Cults went from “where did they come from?” blog darlings in 2010 to major label artists in 2011. The end product of that incredible year was the band’s self-titled debut, a giddy mix of 60’s pop, girl group charm played with a modern edge that was addicting, unique and accessible.
The band, songwriter/multi-instrumentalist Brian Oblivion and singer/lyricists Madeline Follin, was also a couple and during Cults’ run of professional success Oblivion and Follin’s relationship was falling apart. At the end of the tour supporting the album, the couple broke up but the band didn’t. After a few months of soul-searching and experimenting with bath salts in Japan (maybe that’s the same thing), Oblivion and Follin reunited as Cults to record their follow-up, Static.

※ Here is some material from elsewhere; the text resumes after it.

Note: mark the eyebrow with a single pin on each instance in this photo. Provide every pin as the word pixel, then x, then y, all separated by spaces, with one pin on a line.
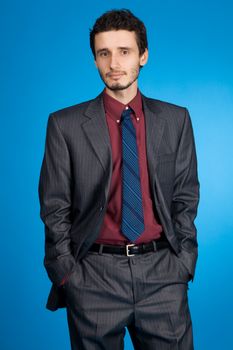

The specter of the failed relationship gives the album a distinctly sombre tone, but for all the inner turmoil, Static is remarkably of a piece with their debut.
The album gets off to a promising start. On brief opener ‘I Know’, Follin’s vocals soar gorgeously overtop the surfy twang of Oblivion’s guitar and the song’s elements come together in gorgeous slow motion. For all of its retro leanings, part of what keeps the bands from ever feeling kitschy is a certain aggressiveness in Follin’s singing (for example, the way she attacked the chorus on Cults’ ‘You Know What I Mean’) and the Sleigh Bells-eque, so-glossy-it’s-hard production. The driving ‘I Can Hardly Make You Mine’ with its warm, fat, 60’s-ish bass-line, is a perfect example of this aesthetic. On the verses, Follin sings prettily in her exaggeratedly girlish voice over nothing more than drum, bass and xylophone. It works beautifully because Oblivion knows how to use rhythm–almost every song here finds a groove–and space and because Follin can really sing.
‘High Road’, with its ominous, slightly tripped-out organ, atmospheric guitars and skittering drums is a much busier take on the band’s usual style. The effect is a moody and anxious sound and when Follin sings “I should have took the high road/and now it’s such a long way back,” she sounds utterly lost and forlorn. But that high point is followed by ‘Were Before’, which begins by repeating the melody of ‘High Road’ only with Oblivion singing, and so by roughly Static‘s midpoint Cults starts to sound like it’s running out of ideas. While the band doesn’t really hit any wrong notes and is never less than pleasant, the sameness of the material over the album’s back-half manages to make its quick 35 minute runtime feel a lot longer.
Cults seemingly emerged with its aesthetic fully-formed. On Static, the band uses noisier guitars and more complicated arrangements to push at the edges of their sound. The album’s darker tone is an interesting shift but it also comes at the expense of some of Cults’ wilder moments. Ultimately, these are small changes. Cults is a pop band – albeit a very distinctive one – and Static only works when the band delivers on the melodies that made its debut so compelling.